Occorrerebbe piuttosto considerare attentamente "l'essere parte di Cristo" e "l'appartenere alla Chiesa", poiché nonostante le apparenze le due espressioni non sempre si equivalgono. Si può appartenere alla Chiesa con le intenzioni di una società per azioni senza coltivare però alcun legame di spiritualità; si può frequentare un gruppo parrocchiale anche attivamente e con grande zelo operativo semplicemente per esternare il proprio estro e la propria grinta esibizionistica senza alcun interesse verso Gesù Cristo. Così pure (come spesso avviene nelle nostre comunità parrocchiali) si può essere disposti a seguire lunghi corsi in preparazione al Matrimonio sopportando il tormento di lunghe prediche e di prescrizioni burocratiche pur di realizzare la consuetudine di una celebrazione in pompa magna nella Cattedrale, senza provare alcun trasporto verso la religione.
Poiché la Chiesa è la comunione dei battezzati vincolati fra di loro e con il loro Capo Gesù Cristo, poiché essa è il Corpo di cui Cristo è capo e noi siamo sue membra, la condizione per cui ci sentiamo realmente Chiesa è quella di sentirci vincolati innanzitutto a Cristo Capo, vivendo incondizionatamente la nostra appartenenza a lui senza riserve e senza opporre resistenza a Lui che ci comunica il suo volere nella persona dei pastori e dei ministri.
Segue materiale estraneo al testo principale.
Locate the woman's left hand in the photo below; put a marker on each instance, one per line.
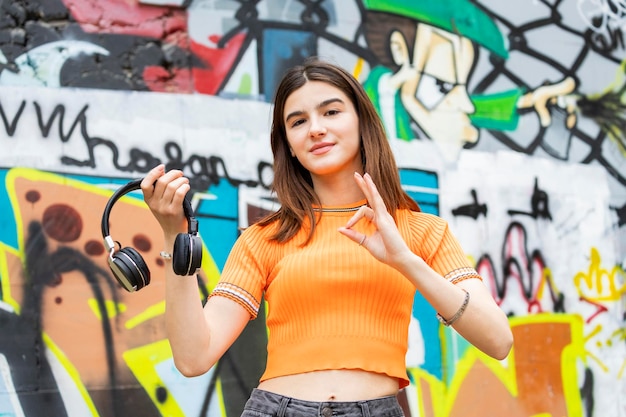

Chi si affascina di questo vincolo fondamentale e in dissolubile che gli ha conferito il battesimo non proverà difficoltà alcuna nell'accettare anche le più provate disposizioni della Chiesa, che vertono nient'altro che al beneficio e all'edificazione del credente, mirando alla costituzione e al consolidamento dello stesso Corpo.
Occorre pertanto che ciascuno consideri non il ruolo o la posizione di vantaggio o di comodo da occupare nella Chiesa, non la posizione più gradevole o privilegiata, ma quella del servizio che Cristo richiede a ciascuno nella Chiesa. E in primo luogo la posizione di appartenenza a Cristo nella Chiesa.